9 November 2001


The agricultural industry is changing. Farms are becoming larger, machinery is getting bigger and manpower is getting less.

It could be argued that these are just the ingredients to guarantee that the future of the contracting business is assured. But it is not a simple as that – theres an awful lot of money needed to be invested (and risked) if contractors are to keep up with the demands of modern farming practices.

In this issue of Contractor Update we take a look at the opportunities for whole farm contracting and discuss the financial advantages such operations may hold for contractor and farmer alike.

Complementing this informative article is a piece on how a contractor gears his machinery investment to his annual work load – not, it seems, an easy task to get right.

For those contractors looking to diversify their operations we have opportunities to discover grain maize and short rotation coppicing. Grain maize for one West Sussex contractor is proving to be a profitable enterprise.

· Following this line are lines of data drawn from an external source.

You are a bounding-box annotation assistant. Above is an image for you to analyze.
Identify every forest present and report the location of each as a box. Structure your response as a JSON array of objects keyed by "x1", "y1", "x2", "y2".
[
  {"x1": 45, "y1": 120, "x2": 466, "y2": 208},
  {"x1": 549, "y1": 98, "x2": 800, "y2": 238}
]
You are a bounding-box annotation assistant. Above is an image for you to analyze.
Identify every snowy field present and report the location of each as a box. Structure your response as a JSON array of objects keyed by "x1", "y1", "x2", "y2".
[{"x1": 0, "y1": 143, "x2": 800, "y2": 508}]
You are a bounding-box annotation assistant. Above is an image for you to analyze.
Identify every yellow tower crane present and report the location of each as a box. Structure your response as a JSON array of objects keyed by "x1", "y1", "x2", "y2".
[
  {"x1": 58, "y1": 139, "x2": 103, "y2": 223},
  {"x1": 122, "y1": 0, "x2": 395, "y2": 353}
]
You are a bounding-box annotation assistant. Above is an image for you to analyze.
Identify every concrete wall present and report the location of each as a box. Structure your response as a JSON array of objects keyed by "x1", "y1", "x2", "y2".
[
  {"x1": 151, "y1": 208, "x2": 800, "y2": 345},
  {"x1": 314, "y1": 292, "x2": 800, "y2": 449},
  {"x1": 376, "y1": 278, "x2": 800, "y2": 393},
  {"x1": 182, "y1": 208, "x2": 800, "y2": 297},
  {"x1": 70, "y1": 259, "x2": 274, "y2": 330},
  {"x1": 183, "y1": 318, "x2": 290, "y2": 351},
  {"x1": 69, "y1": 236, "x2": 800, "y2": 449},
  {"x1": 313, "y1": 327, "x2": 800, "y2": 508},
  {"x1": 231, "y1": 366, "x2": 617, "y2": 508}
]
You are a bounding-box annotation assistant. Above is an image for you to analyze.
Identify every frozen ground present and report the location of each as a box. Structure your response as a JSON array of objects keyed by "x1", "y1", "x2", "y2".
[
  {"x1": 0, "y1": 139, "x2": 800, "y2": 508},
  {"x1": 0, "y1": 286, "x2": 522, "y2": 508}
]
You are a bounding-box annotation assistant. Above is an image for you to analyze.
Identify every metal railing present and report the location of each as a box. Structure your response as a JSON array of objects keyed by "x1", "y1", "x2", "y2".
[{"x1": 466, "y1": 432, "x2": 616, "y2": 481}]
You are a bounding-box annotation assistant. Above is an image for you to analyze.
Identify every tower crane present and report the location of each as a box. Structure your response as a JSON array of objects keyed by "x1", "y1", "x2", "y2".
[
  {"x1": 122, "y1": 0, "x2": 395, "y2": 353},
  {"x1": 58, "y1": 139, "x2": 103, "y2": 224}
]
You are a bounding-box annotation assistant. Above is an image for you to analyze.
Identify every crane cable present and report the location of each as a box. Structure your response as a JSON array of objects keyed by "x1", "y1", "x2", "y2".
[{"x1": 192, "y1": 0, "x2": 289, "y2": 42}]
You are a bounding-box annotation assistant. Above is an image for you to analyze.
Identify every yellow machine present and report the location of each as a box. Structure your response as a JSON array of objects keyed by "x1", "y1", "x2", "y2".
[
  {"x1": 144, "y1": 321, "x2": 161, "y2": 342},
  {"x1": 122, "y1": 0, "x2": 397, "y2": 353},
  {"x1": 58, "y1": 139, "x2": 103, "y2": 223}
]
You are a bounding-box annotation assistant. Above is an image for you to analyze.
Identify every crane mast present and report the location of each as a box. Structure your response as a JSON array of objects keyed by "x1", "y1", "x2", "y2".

Harvested in late autumn, it has enabled his combines to be earning good money when most others are under the barn.

Coppicing clearly has a high potential for contractors with the specialist machinery it requires to harvest. But the question is when will this potential be realised? Lack of financial support would appear to be hampering its development but we are assured it will happen.

Finally, of interest to all machinery owners is a way of ensuring that tractors and implements dont get stolen, or if they do they are easily traced. Its a high tech, high cost solution but one which could be worth the investment when the high cost of machinery is considered.